Kemudian anak pertama Habibie, Ilham Akbar Habibie, kini menjadi pakar digantara skala global seperti ayahnya. Artinya, publik merasa firm bila mereka-mereka ini suatu saat berkiprah di dunia politik.Untuk menjadi pejabat publik, faktor pendidikan adalah mutlak, ketika begitu banyak sarjana dari generasi milenial.
Kita bisa belajar dari keluarga penguasa masa lalu, (khususnya) Soeharto, yang sekolah anak-anaknya tidak terlalu berhasil, ketika dana untuk sekolah, begitu melimpah. Sungguh ironis memang, sementara Soeharto sendiri menyelenggarakan program beasiswa Supersemar, yang telah menolong ribuan mahasiswa kurang mampu, untuk menjadi sarjana.

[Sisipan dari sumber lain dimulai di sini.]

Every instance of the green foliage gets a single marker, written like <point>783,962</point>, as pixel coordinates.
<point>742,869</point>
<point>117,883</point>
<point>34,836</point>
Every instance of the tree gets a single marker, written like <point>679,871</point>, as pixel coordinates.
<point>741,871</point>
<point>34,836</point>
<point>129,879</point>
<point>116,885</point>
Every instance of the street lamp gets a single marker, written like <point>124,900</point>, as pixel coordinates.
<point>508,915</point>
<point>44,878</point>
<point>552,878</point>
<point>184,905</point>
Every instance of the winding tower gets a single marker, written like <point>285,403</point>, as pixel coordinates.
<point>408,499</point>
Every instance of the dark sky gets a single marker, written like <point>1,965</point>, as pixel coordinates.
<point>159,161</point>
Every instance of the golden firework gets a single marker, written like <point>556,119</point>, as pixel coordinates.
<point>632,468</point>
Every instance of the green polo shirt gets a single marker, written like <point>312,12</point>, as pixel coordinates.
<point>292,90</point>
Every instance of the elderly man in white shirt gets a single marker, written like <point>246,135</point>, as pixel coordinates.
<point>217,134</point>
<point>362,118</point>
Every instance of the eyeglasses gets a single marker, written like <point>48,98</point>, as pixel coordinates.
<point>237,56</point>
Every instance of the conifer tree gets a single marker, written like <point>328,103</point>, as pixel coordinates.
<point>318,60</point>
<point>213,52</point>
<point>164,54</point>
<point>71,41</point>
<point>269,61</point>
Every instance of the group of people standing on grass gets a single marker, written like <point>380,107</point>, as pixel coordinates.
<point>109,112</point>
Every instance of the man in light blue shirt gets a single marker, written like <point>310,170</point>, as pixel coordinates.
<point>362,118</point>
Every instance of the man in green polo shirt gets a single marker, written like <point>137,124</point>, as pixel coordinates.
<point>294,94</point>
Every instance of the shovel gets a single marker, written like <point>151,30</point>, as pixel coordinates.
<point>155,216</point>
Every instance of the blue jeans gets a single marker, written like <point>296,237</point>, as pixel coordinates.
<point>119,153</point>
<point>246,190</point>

Kita jangan terlalu percaya pula dengan ucapan bombastis Generasi 1945, yang selalu membanggakan bahwa perjuangan bersenjata adalah elemen terpenting dalam mempertahankan kemerdekaan. Bagaimana mungkin, persenjataan pasukan kita saat itu tidak sebanding dengan militer Belanda.
Adalah faktor pendidikan sebagai penentu, yang paling berperan menuju alam kemerdekaan. Tokoh-tokoh seperti Soekarno, Hatta, Sutan Sjahrir, dan seterusnya, adalah generasi terdidik di awal Abad 20. Dari merekalah aspirasi kemerdekaan mulai ditebarkan, artinya faktor buku yang lebih menentukan, sementara “bambu runcing” sekadar metafora.
Penulis sejak lama dikenal sebagai pengamat militer, khususnya TNI AD. Kini bekerja sebagai editor buku paruh waktu. Pertama kali terbit untuk DW Indonesia.